Is Mark Elliot—author of “The Manchu Way”, one of the first studies to use Manchu sources in the research of Qing history—bothered by Chinese TV’s monolingual Manchus?
“I’d say there is little doubt that the Manchu emperors could all speak decent Chinese. Kangxi’s was almost certainly not as good as that of his son and grandson, but he could get by just fine. Still, it seems he was more comfortable speaking Manchu, and preferred communicating with the Jesuits at court in Manchu rather than in Chinese. So the issue is not so much that the emperors are speaking Chinese, but that they are never found speaking Manchu, which they most definitely could and did do, especially in dealings with Manchu officials.”
This soap opera representation of the Manchu ruling class as curiously dependent on the Han tongue is at odds with a fresh but problematic interpretation of rule under the Manchus, known as “New Qing History.” For the details, see The Charms of Qing TV.
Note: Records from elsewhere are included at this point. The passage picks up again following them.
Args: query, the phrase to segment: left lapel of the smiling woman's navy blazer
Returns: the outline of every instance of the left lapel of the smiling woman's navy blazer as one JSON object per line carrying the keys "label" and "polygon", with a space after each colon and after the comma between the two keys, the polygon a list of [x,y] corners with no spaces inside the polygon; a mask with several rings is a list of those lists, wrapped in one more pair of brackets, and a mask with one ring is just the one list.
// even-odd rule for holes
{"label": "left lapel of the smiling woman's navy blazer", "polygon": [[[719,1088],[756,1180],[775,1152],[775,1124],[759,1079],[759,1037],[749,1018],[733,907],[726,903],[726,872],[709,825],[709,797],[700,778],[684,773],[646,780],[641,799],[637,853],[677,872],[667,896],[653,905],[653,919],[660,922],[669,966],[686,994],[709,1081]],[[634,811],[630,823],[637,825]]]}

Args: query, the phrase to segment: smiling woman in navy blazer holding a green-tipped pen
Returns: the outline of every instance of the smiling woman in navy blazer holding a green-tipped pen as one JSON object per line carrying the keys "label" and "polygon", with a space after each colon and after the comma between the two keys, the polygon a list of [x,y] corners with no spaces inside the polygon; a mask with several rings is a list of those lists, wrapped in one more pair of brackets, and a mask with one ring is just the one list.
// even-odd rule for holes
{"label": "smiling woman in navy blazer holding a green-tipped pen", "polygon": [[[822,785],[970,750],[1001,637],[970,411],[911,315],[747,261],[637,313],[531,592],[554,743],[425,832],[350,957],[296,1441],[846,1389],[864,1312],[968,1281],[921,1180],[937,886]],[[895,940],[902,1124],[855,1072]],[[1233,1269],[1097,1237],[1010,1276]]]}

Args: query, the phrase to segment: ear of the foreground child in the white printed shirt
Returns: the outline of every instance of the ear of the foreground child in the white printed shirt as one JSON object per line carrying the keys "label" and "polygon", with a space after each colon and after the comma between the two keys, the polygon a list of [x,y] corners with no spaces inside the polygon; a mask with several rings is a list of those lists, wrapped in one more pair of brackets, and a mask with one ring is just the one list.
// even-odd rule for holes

I’m not sure if this was the same series (I guess it was). At any rate, I was watching it with a Chinese friend last month, and it appeared that there was an epidemic of smallpox in the court. She said to me in a compassionate tone, “In those days they didn’t know how to deal with diseases like that”. As usual, Chinese seem to have a lamentable understanding of their own history.
1) The northern peoples (such as Mongols and Manchus) were extremely susceptible to smallpox — unlike the Chinese themselves — because they had no immunity to it. So the vulnerability to smallpox wasn’t anything to do with ‘those days’, it was an ethnic thing.
2) The Chinese at the time did practice a kind of immunisation (vaccination) against smallpox. However, it was apparently very dangerous because instead of immunising you it could kill you. (Apparently the Kangxi emperor had pockmarks from undergoing this immunisation).
The positioning of the Qing as ‘just another Chinese dynasty’ is, in my opinion, the reason for this distortion of history. Quite simply, it’s in the interest of the Han Chinese (in particular) to pretend that the Qing dynasty was “Chinese” since that’s the basis of all their current territorial claims. This why the Qing court is presented as though it were purely Chinese in these shows, and why every speck of “Manchuness” is removed.